Wetting my lips, I pushed a strand of stray hair from his cheek, and he grabbed my wrist. Hard. “Jess, I know you’re concerned, but I meant it when I said not to touch me. Please.”

“Okay, okay.” He let go, and I retrieved my hand and sore wrist. Tom was glaring impatiently at me, and I scowled at him. “Just tell me if you’re okay.”

“Give me a minute.”

That wasn’t quite the same thing as “I’m fine”, but I got the sense that I wasn’t getting another answer. Reluctantly, I shuffled over to Tom.

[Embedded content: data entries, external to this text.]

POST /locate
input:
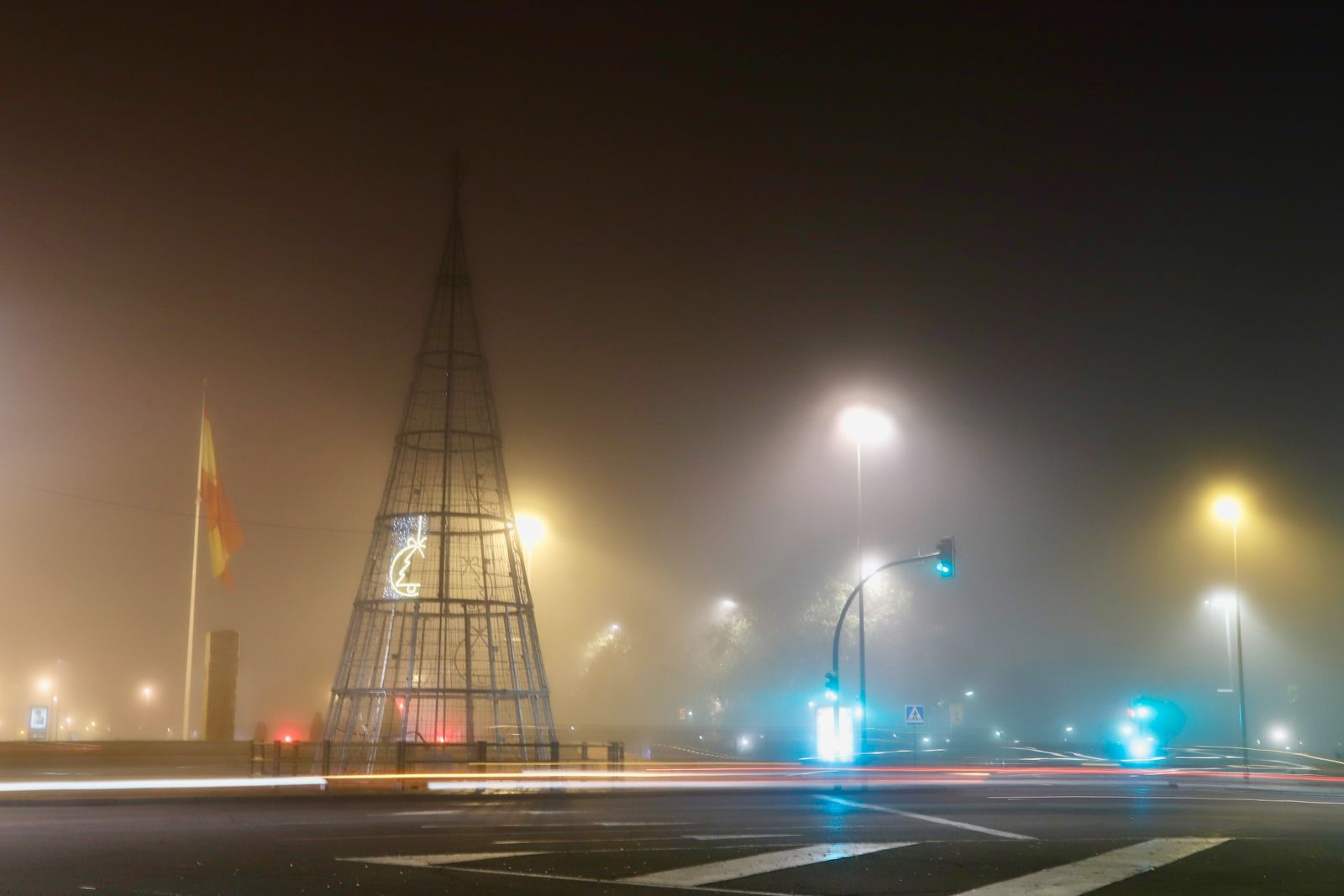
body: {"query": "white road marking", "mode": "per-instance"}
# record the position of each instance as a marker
(759, 864)
(736, 836)
(1215, 799)
(432, 860)
(598, 880)
(931, 819)
(1100, 871)
(643, 824)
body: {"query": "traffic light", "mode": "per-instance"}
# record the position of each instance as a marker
(945, 562)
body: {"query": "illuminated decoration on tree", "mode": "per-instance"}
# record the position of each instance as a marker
(443, 644)
(410, 532)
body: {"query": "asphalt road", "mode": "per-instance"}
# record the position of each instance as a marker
(1074, 837)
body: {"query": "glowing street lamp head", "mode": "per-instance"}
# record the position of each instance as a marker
(866, 425)
(1227, 510)
(531, 531)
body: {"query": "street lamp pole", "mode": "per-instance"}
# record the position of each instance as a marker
(864, 660)
(1241, 668)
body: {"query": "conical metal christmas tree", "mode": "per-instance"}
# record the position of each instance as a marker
(443, 644)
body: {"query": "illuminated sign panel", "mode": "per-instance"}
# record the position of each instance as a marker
(410, 537)
(38, 723)
(835, 741)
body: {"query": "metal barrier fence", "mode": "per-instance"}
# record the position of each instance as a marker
(407, 758)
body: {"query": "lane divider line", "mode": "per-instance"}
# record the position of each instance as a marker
(1101, 871)
(936, 820)
(759, 864)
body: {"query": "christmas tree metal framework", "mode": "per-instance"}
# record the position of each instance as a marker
(443, 647)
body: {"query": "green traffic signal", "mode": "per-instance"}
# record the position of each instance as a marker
(945, 562)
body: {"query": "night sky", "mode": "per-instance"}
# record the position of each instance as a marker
(1090, 261)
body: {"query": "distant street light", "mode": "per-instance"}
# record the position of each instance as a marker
(531, 531)
(864, 425)
(1229, 510)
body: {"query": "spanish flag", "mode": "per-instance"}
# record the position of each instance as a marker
(222, 526)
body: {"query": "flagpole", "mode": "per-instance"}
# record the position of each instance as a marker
(195, 551)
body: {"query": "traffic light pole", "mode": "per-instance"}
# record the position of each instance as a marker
(835, 645)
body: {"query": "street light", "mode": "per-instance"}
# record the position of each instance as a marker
(864, 425)
(1229, 510)
(531, 531)
(1225, 600)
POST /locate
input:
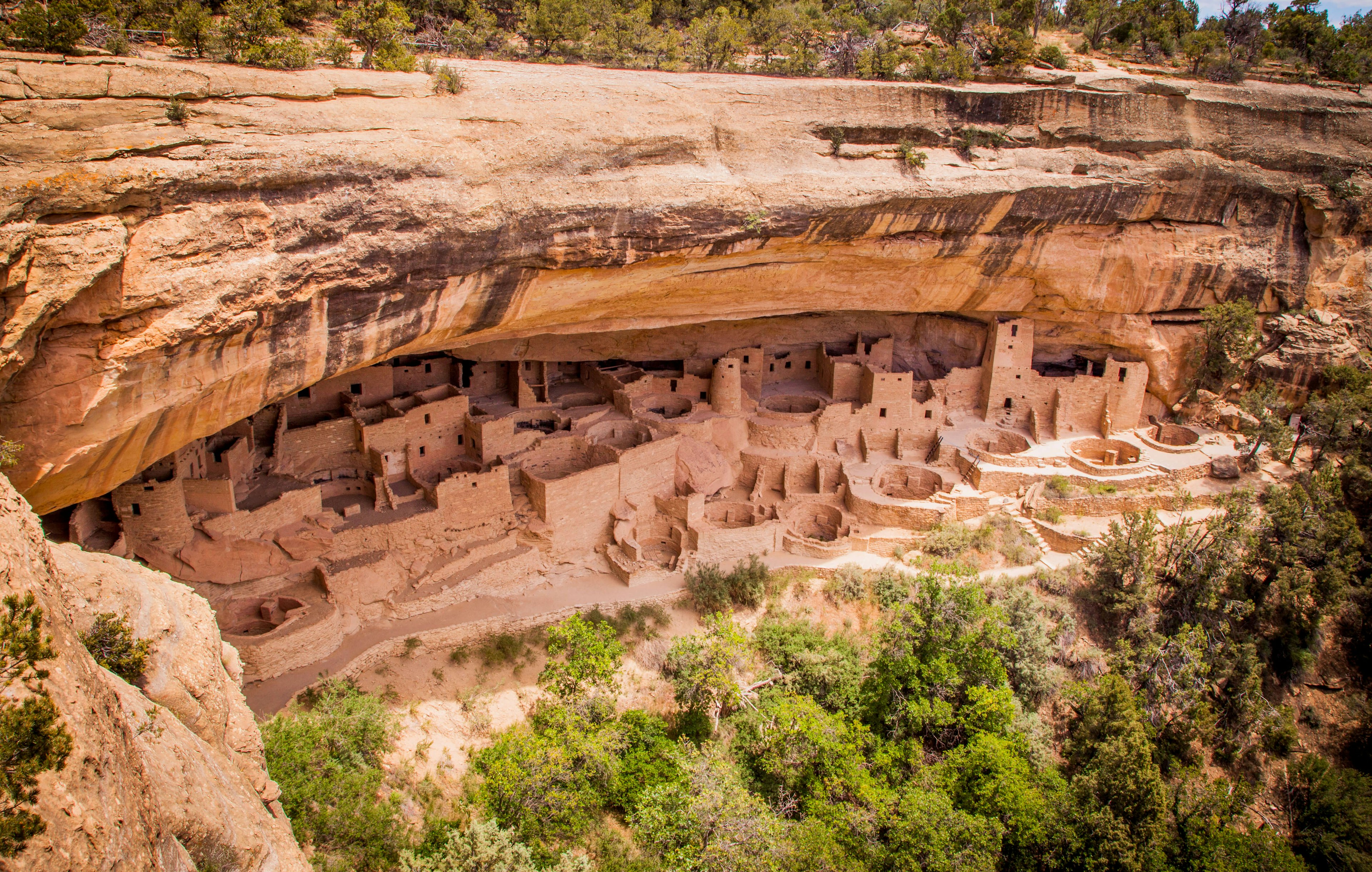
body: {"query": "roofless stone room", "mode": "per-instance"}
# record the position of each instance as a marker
(570, 437)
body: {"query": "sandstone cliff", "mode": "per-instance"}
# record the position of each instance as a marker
(176, 763)
(166, 281)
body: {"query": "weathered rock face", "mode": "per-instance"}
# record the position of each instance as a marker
(179, 758)
(164, 282)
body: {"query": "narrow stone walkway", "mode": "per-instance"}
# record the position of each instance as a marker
(269, 695)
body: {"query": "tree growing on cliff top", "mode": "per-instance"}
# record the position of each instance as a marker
(248, 24)
(32, 737)
(193, 28)
(377, 28)
(55, 26)
(1230, 336)
(111, 643)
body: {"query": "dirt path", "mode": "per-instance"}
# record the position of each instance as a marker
(268, 697)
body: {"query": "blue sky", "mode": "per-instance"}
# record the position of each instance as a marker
(1337, 9)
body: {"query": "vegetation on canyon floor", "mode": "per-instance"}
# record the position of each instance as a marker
(32, 737)
(951, 39)
(1139, 716)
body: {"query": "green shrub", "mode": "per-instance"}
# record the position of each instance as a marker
(1339, 184)
(714, 591)
(1279, 735)
(339, 53)
(394, 58)
(504, 649)
(890, 587)
(836, 139)
(944, 65)
(193, 28)
(327, 760)
(110, 642)
(849, 584)
(748, 583)
(209, 851)
(1228, 70)
(248, 25)
(32, 737)
(378, 26)
(950, 539)
(10, 452)
(280, 55)
(54, 26)
(1054, 57)
(976, 138)
(448, 80)
(824, 668)
(1331, 813)
(911, 156)
(709, 587)
(178, 112)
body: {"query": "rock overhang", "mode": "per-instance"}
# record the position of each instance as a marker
(577, 207)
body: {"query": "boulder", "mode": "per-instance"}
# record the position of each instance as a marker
(180, 754)
(1235, 418)
(57, 81)
(702, 469)
(157, 80)
(1308, 345)
(1224, 467)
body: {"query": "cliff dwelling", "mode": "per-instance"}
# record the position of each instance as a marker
(426, 481)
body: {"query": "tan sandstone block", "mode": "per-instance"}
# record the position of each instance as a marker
(146, 80)
(54, 81)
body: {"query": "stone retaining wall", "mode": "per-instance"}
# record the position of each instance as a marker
(1119, 505)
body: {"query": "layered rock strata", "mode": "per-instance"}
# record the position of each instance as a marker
(164, 282)
(155, 768)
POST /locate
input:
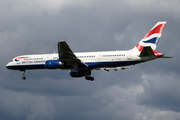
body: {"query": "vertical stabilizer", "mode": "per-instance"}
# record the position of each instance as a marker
(152, 37)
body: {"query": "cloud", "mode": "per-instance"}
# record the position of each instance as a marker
(145, 91)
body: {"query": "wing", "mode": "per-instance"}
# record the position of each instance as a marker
(68, 57)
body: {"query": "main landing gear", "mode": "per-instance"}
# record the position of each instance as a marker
(89, 78)
(23, 74)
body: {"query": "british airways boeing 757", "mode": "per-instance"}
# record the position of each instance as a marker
(81, 64)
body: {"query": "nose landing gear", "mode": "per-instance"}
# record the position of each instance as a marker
(23, 74)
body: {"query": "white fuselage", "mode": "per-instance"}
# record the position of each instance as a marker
(92, 59)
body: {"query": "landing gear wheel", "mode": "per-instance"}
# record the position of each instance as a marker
(23, 77)
(89, 78)
(23, 74)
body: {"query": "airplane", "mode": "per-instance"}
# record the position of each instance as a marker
(81, 64)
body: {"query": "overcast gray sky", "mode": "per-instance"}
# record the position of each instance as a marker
(147, 91)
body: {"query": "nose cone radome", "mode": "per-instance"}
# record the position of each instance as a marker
(157, 54)
(9, 65)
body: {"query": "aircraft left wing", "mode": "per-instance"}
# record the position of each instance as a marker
(68, 57)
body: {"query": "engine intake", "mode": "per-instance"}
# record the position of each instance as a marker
(53, 64)
(80, 73)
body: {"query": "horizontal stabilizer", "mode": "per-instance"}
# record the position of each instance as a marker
(166, 57)
(146, 51)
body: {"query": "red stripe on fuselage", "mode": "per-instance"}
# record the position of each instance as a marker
(21, 57)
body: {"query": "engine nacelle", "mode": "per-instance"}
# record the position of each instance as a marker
(53, 64)
(79, 73)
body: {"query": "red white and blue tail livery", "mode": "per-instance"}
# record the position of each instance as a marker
(81, 64)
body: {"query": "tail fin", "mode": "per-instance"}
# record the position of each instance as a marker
(152, 37)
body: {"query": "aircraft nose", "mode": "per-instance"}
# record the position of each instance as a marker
(8, 66)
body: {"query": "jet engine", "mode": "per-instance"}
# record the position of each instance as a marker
(79, 73)
(53, 64)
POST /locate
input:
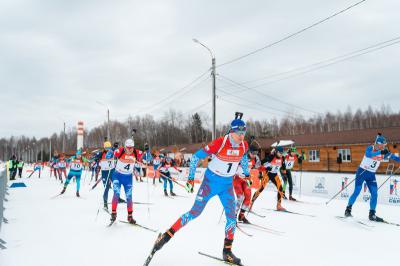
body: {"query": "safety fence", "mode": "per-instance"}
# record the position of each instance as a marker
(3, 191)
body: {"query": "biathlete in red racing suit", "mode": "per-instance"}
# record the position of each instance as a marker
(228, 152)
(242, 184)
(122, 176)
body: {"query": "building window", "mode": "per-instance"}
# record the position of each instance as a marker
(345, 154)
(313, 156)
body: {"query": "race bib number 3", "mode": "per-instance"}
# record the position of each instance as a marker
(107, 164)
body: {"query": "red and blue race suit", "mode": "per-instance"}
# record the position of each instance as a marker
(226, 156)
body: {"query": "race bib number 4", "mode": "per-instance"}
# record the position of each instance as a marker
(107, 164)
(124, 168)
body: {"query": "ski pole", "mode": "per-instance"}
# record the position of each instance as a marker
(389, 177)
(176, 182)
(344, 188)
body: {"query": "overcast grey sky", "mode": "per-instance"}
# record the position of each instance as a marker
(57, 58)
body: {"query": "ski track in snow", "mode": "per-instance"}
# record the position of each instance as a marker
(65, 231)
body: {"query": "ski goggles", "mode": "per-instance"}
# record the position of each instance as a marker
(240, 130)
(254, 152)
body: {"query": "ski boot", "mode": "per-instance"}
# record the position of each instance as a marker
(163, 239)
(121, 200)
(113, 216)
(242, 218)
(279, 207)
(227, 254)
(130, 219)
(375, 218)
(347, 212)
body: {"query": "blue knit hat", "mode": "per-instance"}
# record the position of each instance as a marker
(238, 125)
(380, 139)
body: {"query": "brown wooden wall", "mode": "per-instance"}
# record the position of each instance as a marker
(329, 154)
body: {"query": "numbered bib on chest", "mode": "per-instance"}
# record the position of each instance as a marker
(371, 164)
(289, 163)
(125, 165)
(76, 166)
(275, 165)
(107, 164)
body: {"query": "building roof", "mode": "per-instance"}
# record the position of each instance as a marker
(347, 137)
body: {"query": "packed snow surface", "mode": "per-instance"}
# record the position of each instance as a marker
(67, 230)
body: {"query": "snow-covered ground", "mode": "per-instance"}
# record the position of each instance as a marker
(67, 230)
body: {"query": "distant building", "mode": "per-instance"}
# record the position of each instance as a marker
(326, 152)
(337, 151)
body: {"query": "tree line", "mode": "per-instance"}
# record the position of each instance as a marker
(178, 128)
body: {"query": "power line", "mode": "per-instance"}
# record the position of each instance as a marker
(291, 35)
(249, 106)
(319, 62)
(256, 103)
(179, 94)
(323, 66)
(266, 95)
(177, 91)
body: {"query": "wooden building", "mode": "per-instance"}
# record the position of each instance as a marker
(338, 151)
(322, 150)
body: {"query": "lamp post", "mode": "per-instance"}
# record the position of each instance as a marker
(213, 87)
(108, 119)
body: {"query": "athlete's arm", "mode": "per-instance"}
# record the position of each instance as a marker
(370, 153)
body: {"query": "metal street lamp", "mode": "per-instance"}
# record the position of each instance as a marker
(213, 87)
(108, 119)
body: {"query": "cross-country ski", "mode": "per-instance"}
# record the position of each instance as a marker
(142, 132)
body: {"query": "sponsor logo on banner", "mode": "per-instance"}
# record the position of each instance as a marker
(366, 194)
(345, 192)
(233, 152)
(320, 186)
(394, 191)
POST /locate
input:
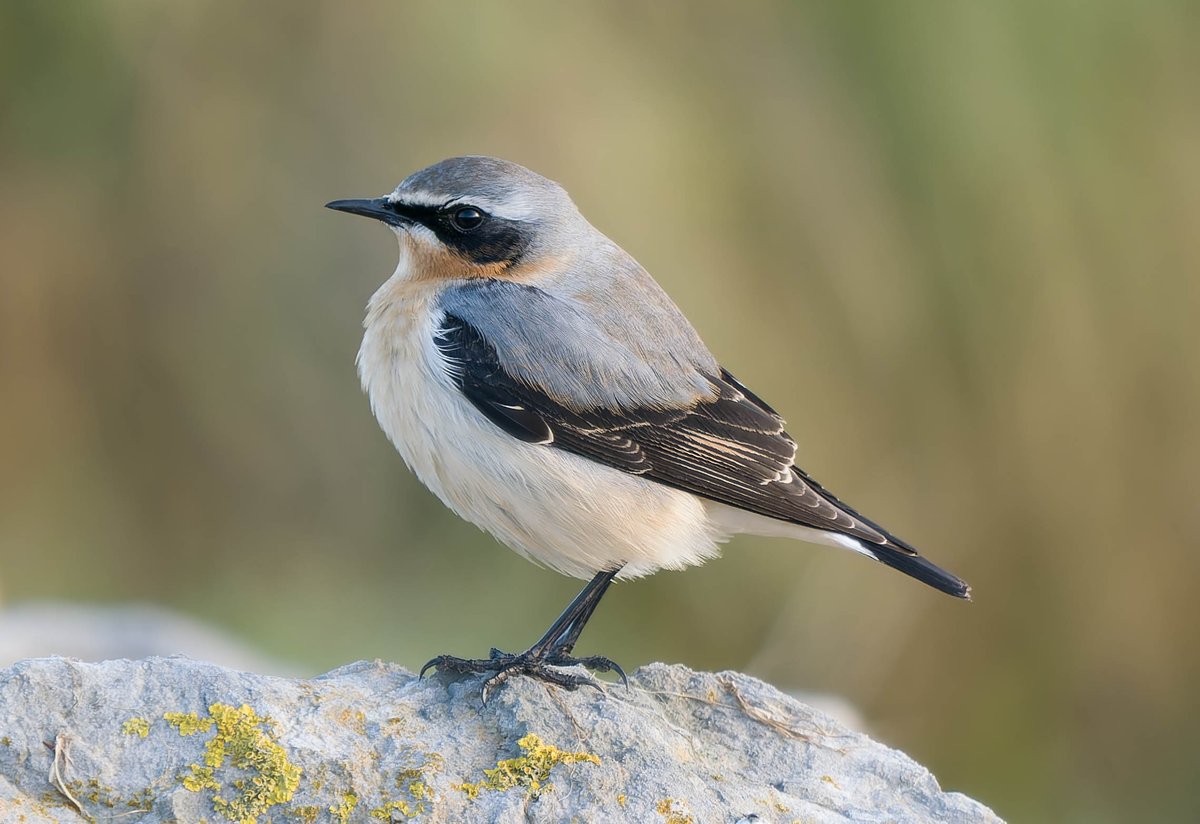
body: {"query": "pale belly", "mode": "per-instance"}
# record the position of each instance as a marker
(557, 509)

He handed me a generic magic-detecting charm, similar to the ones used around Gryphon headquarters. “The magic in here is definitely interfering. I’m not sure these will be any good. They’re too weak.”

Indeed, the charms, which turned from green to red in response to magic, were glowing a pale pink already. Nevertheless, I strapped the one I was given around my neck, and Mitch did the same. “Will the main detector work?”

If it didn’t, we had a serious problem. With no idea what the key we needed looked like or where it might be hiding, finding it could be impossible.

“It seems to be.” Tom played with the dials, each of which controlled a different type of sensitive charm. It was far more powerful than the dinky single charm around my neck, but it required actual skill to use. Tom had described it to me as being like the scanners Gryphons used to detect magical residue in blood, only portable. “I’ll need to calibrate so it filters out the background noise.”

He wandered away, leaving Mitch and me squatting by the supply bag. Mitch’s brow pinched with concern. “This is a creepy-ass place. Is he okay?”

The he in question was clearly Lucen, who was finally moving, though slowly. His hands were clenched into fists at his sides, but he was getting to his feet.

I swallowed. “I don’t know.”

Lucen shuffled down the length of the dungeon-like room in a controlled, deliberate motion. When he reached an open cell, he swung the door open wider. Ancient hinges creaked, and the bars shuddered. With the cell opened like a dark maw, Lucen rested his forearms along the far wall.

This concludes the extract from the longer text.